Dass Schulen an der Lebensrealität vorbei bilden – darüber mag sich bisher jede Generation beschwert haben. So treffend wie heute war der Vorwurf jedoch selten zuvor: 57 Millionen Deutsche besitzen ein Smartphone, bei den 12- bis 13-Jährigen sind es 95 Prozent, bei den 18- bis 19-Jährigen 99 Prozent. Ohne Digitale Systeme läuft nichts mehr, weder der Schulbus noch die Ampel noch jedes einzelne Unternehmen – nebenbei bemerkt: Die Zahl der unbesetzten Stellen für IT-Fachkräfte bricht monatlich neue Rekorde, allein in Deutschland sind derzeit 82.000 IT-Stellen offen. Algorithmen beeinflussen tagtäglich und unbemerkt unser Verhalten und Zusammenleben. Filterblasen und Fake News bestimmen sogar Präsidentschaftswahlen.
Und an deutschen Schulen? Da herrscht Handyverbot, da gibt es Noten auf Schönschrift und da werden stoisch Texte auswendig gelernt. Ein Computer? Muss reichen für 11,5 Schüler. Tablets? In 6,5 Prozent der deutschen Schulen angekommen. WLAN? Nur an den wenigsten Schulen vorhanden. Ein Medienkonzept? Hat nur jede zweite Schule. „Lehren mit Digitalen Medien“ in der Lehrerausbildung? Fehlanzeige. Hohe Medienkompetenz? Besitzen nur 1,5 Prozent der Schüler. Schulen sollen künftige Generationen zu mündigen Bürgern machen? Ziel verfehlt. Setzen, sechs.

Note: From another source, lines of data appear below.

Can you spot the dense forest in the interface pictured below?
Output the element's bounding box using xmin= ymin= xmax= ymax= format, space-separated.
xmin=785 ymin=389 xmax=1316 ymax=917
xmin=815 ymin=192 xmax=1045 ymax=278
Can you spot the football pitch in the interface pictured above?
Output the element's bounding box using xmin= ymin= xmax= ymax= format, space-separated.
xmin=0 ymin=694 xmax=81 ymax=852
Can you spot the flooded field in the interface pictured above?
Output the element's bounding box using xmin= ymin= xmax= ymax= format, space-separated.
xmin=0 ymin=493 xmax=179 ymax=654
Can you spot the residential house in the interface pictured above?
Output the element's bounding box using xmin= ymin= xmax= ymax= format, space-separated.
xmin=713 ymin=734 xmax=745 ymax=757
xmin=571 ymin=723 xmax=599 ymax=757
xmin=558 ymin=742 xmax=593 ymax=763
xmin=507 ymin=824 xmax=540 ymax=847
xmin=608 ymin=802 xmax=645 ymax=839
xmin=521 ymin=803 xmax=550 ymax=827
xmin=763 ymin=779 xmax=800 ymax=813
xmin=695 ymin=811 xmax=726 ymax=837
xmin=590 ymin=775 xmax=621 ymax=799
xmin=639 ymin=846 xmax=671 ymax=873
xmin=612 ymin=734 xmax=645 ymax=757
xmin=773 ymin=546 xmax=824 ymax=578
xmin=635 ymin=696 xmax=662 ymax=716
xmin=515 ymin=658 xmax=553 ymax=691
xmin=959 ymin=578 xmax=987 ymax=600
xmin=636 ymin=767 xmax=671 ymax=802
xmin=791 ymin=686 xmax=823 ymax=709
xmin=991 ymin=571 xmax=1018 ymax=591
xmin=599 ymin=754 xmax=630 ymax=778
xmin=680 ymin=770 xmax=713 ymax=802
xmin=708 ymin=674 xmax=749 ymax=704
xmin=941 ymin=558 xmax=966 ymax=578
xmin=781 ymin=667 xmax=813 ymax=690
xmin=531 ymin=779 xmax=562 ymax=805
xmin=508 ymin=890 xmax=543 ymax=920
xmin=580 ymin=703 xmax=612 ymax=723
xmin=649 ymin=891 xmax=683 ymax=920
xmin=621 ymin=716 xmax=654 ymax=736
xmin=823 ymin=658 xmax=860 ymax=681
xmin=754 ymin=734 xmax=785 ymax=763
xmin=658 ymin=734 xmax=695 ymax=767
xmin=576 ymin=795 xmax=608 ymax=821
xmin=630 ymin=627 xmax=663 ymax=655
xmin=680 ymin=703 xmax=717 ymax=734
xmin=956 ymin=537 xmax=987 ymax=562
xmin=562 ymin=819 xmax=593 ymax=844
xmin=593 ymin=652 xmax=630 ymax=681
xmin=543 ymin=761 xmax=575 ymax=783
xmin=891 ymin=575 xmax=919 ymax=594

Allerhöchste Zeit, sich gesellschaftlich und politisch zu fragen: Wollen wir diese Situation weiter verantworten? Der Kompromiss beim „Digitalpakt Schule“ ist ein erster Schritt. Das Grundgesetz soll dafür geändert werden, der Bund soll die „Bildungsinfrastruktur“ der Länder kofinanzieren – wenn auch um den Preis der alleinigen Entscheidungsfreiheit der Länder. Doch um die „Zukunfts- und Innovationsfähigkeit Deutschlands im internationalen Wettbewerb“ zu sichern, wie es auf der Webseite des Bundestags heißt, braucht es mehr als Digitale Infrastruktur.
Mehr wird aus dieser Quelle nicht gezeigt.